28: Potworna pomoc

136 16 32
                                    

Lir przystanął przed regałem. Odłożył walizkę obok kosza na parasole i poprawił fałdy wiszącego płaszcza, po czym wrócił do oglądania swojej biblioteczki.

— Jesteś pewna? — zapytał, nie odrywając wzroku od skórzanych grzbietów. 

Uśmiechnął się krzywo. Zawarł w tych książkach część swojej wiedzy, ale w obliczu obecnej sytuacji, każde słowo wyglądało niczym żart i nierealne bajdurzenie szaleńca. Nic nie znaczyły i nie posiadały żadnej władzy. Mogły świadczyć o dziedzictwie farashan, a jednak nie robiły nic oprócz dekoracji jego salonu. Czy gdyby pokazał swój zbiór jakiemuś człowiekowi, to by go docenił? Nie miał co do tego pewności. 

Bał się. Lękał się zmiany stanu rzeczy, a to do niego przecież dążył. Strach niczym kurz osadzał się na duszy.
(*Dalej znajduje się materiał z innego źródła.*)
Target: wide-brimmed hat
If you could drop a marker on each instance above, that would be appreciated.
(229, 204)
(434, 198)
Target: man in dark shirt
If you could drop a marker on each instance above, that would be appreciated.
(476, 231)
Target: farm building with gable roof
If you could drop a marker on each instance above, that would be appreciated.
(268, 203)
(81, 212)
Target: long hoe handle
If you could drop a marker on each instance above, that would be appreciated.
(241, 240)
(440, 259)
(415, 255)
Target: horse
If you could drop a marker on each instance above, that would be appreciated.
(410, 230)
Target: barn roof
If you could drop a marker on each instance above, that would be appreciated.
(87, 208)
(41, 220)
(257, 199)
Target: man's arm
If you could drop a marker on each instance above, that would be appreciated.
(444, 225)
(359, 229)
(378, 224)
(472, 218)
Można było go wytrzeć, ale on i tak powoli wracał na swoje miejsce.

Zerknął przez ramię. 

Kobieta skinęła bez przekonania. Najwyraźniej sama zwątpiła we własną historię, a tym samym Lir widział jeszcze cień szansy, aby rozwiązać ten konflikt pokojowo. Może jeśli odpowiednio zakrzywi rzeczywistość, to Arlena uzna wydarzenie za zwidy? Uchwycił się tej myśli, błagając w myślach Unduni, aby jeszcze nie stawiała go na ścieżce, którą nie był gotów podążyć.

— Innymi słowy potwór wkradł się do banku w skórze bohatera i zabił wszystkich spojrzeniem. — Uniósł brew. — Wybacz Arleno, ale sama słyszysz, jak to brzmi.

Kobieta skrzywiła się.

— Nie wierzysz mi...

— To nie tak. Czemu miałabyś kłamać? — zapytał, przyjmując łagodny, acz stanowczy ton. — Jednak nie mogę przystać na to wariactwo, gdy do Brave zbliża się zagrożenie. Gdyby rozniosła się plotka, że farashanie mogą przyjmować czyjąś twarz, co by to oznaczało? — Zamilkł aby wzmocnić wydźwięk swoich słów. — Panikę. Utratę jedności. Nim byśmy się obejrzeli, dotknęłaby nas absurdalna wojna domowa, bo nagle każdy stałby się podejrzanym. Nie możemy do tego dopuścić. Nie teraz.

— Ale...

Lir westchnął. Przeczesał włosy i usiadł naprzeciwko Arleny.

— Mnie też to bardzo niepokoi. Zrobię, co mogę, aby potwierdzić twoją wersję, jednak na razie musimy zachować to dla siebie. Ważniejsze jest, czy bohater nie wpadł w ich ręce.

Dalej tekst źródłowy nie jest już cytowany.